Food Addicts in Recovery got 48 votes, Recovering Food Addicts received 30 votes. We chose Food Addicts in Recovery Anonymous, and eventually decided that we'd use the acronym FA rather than the more awkward sounding FARA. Meanwhile, we faced the challenge of legally incorporating as a nonprofit organization. We had little money. But we were blessed with a member who was a lawyer. She had graduated from law school, passed the bar and was working in a prestigious law firm, where she was in the process of realizing that she did not like the law. It seemed that even if she did not stay in the practice of law, God had put her where she was, and prepared her to be used in forming of our new group. She understood what we needed to do to incorporate, and she guided us wisely and also found a lawyer in her firm who could help us to do the necessary work. We incorporated in May 1998.
I think that I've come to the end of this part of our story. What I'd like to leave you with is a plea that you realize the tremendous amount of work done in the past four years by many who have been willing to give of themselves unconditionally, as a result of their gratitude for that which has been given to all of us by God. Please know that all decisions have been made with the help of God. These decisions have not always been easy. We have made them always looking toward a vision of what is best for the greater good. It is not easy to accept things that we do not agree with, but sometimes we must for the sake of unity.

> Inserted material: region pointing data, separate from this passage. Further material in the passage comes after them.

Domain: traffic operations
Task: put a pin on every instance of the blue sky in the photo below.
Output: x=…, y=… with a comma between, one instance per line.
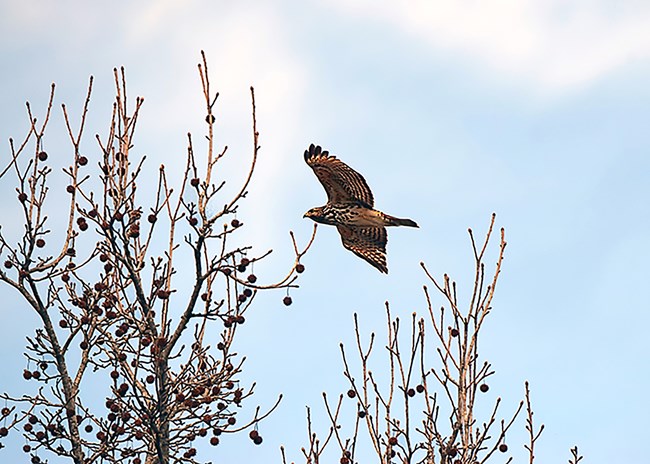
x=535, y=110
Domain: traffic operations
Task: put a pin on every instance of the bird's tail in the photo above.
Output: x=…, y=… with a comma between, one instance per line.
x=393, y=221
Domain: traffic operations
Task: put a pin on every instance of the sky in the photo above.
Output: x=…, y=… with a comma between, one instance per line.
x=452, y=110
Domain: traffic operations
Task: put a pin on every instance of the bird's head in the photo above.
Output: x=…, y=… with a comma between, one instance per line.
x=315, y=214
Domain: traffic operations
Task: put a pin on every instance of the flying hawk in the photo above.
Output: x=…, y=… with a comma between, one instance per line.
x=350, y=208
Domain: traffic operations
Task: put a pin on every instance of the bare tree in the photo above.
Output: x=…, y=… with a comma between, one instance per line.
x=413, y=413
x=111, y=315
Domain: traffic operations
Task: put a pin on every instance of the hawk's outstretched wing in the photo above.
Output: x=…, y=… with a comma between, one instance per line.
x=342, y=183
x=368, y=243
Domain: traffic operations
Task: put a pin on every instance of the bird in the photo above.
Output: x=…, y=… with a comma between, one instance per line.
x=350, y=207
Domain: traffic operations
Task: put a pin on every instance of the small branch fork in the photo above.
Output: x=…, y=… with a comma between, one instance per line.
x=108, y=304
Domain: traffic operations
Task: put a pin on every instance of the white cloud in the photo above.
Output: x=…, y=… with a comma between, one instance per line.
x=553, y=43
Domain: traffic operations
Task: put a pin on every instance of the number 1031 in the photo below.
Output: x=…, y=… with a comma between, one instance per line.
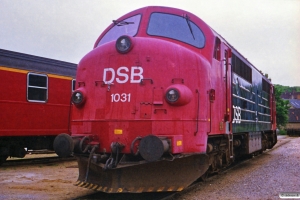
x=120, y=97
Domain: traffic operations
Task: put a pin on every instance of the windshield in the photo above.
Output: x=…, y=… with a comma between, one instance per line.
x=127, y=26
x=176, y=27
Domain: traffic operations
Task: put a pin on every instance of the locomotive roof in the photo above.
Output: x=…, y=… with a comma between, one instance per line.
x=35, y=63
x=210, y=33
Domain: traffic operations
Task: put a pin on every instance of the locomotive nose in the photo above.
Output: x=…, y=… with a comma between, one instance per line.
x=63, y=145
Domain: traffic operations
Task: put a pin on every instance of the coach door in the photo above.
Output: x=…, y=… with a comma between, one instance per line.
x=226, y=75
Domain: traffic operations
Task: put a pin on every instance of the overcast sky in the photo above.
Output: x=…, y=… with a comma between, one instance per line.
x=266, y=32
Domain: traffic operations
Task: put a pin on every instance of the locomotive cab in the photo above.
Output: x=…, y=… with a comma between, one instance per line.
x=153, y=99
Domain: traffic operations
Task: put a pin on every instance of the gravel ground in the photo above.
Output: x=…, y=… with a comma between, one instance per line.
x=262, y=177
x=41, y=181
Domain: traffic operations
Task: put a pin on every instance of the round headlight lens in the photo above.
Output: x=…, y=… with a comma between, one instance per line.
x=123, y=44
x=172, y=95
x=77, y=98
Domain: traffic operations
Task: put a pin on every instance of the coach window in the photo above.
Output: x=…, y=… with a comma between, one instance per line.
x=37, y=87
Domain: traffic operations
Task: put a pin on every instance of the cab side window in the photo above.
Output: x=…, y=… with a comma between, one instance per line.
x=37, y=87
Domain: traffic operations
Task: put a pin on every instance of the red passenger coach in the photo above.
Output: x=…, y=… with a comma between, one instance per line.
x=34, y=102
x=162, y=100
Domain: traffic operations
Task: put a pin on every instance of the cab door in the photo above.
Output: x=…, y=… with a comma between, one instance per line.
x=226, y=75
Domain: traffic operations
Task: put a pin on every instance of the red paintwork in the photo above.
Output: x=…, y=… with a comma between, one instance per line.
x=165, y=63
x=22, y=118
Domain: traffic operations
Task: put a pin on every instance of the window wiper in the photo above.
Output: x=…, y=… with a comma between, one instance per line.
x=189, y=24
x=121, y=23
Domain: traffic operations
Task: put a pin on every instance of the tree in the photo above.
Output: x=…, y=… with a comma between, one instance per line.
x=282, y=107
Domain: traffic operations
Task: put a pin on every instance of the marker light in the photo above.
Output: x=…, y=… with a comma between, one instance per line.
x=172, y=95
x=78, y=98
x=123, y=44
x=178, y=95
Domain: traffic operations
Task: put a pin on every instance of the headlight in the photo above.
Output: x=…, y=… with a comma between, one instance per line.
x=172, y=95
x=123, y=44
x=78, y=98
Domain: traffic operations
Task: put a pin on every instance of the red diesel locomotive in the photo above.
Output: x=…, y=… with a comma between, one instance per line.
x=160, y=101
x=34, y=102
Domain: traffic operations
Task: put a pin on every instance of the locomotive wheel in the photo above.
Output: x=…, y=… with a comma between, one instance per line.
x=2, y=159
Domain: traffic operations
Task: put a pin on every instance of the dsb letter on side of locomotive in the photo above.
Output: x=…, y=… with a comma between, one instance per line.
x=162, y=100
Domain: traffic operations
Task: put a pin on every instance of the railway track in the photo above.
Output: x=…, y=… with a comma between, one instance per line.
x=172, y=195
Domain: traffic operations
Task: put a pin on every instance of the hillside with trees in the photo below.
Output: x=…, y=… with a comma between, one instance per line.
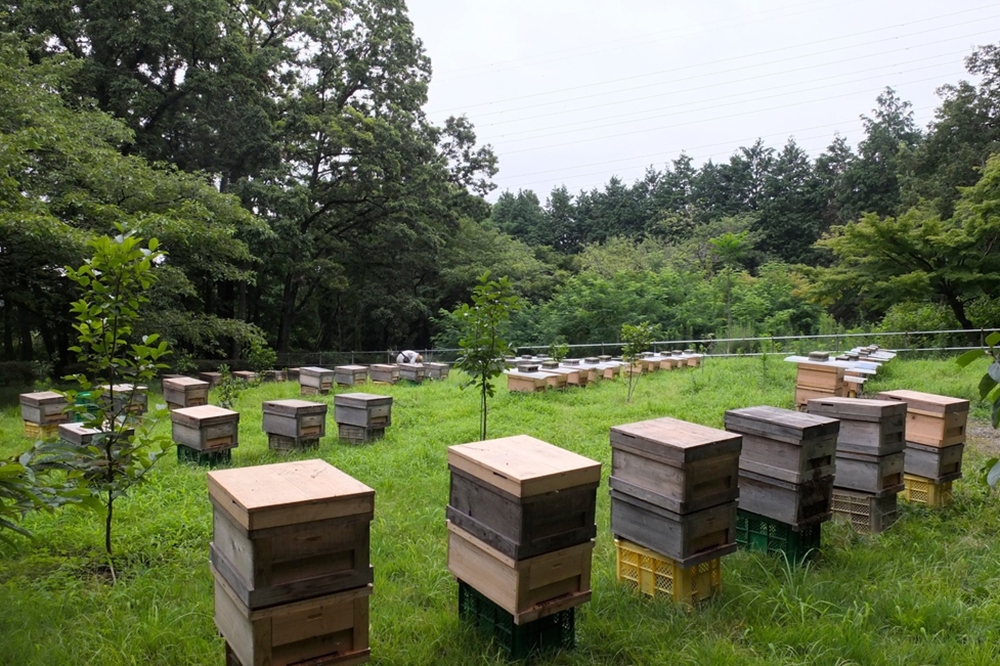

What is the unity of our program? That we accept that we are food addicts. We have a unified definition of abstinence, and we must have faith and trust in a higher power. I'm getting older now and I tire more easily, but I know that abstinence, gratitude and service are the things that are going to keep me active in this program as long as I'm physically and mentally able to be involved. This program is the foundation of my life. Again, I want to say that I'm absolutely in awe of what has come about in four short years, and I know that with the help of all of you, this program will continue to grow at an unbelievable pace. Thank you and God bless you all, with abstinence and good health.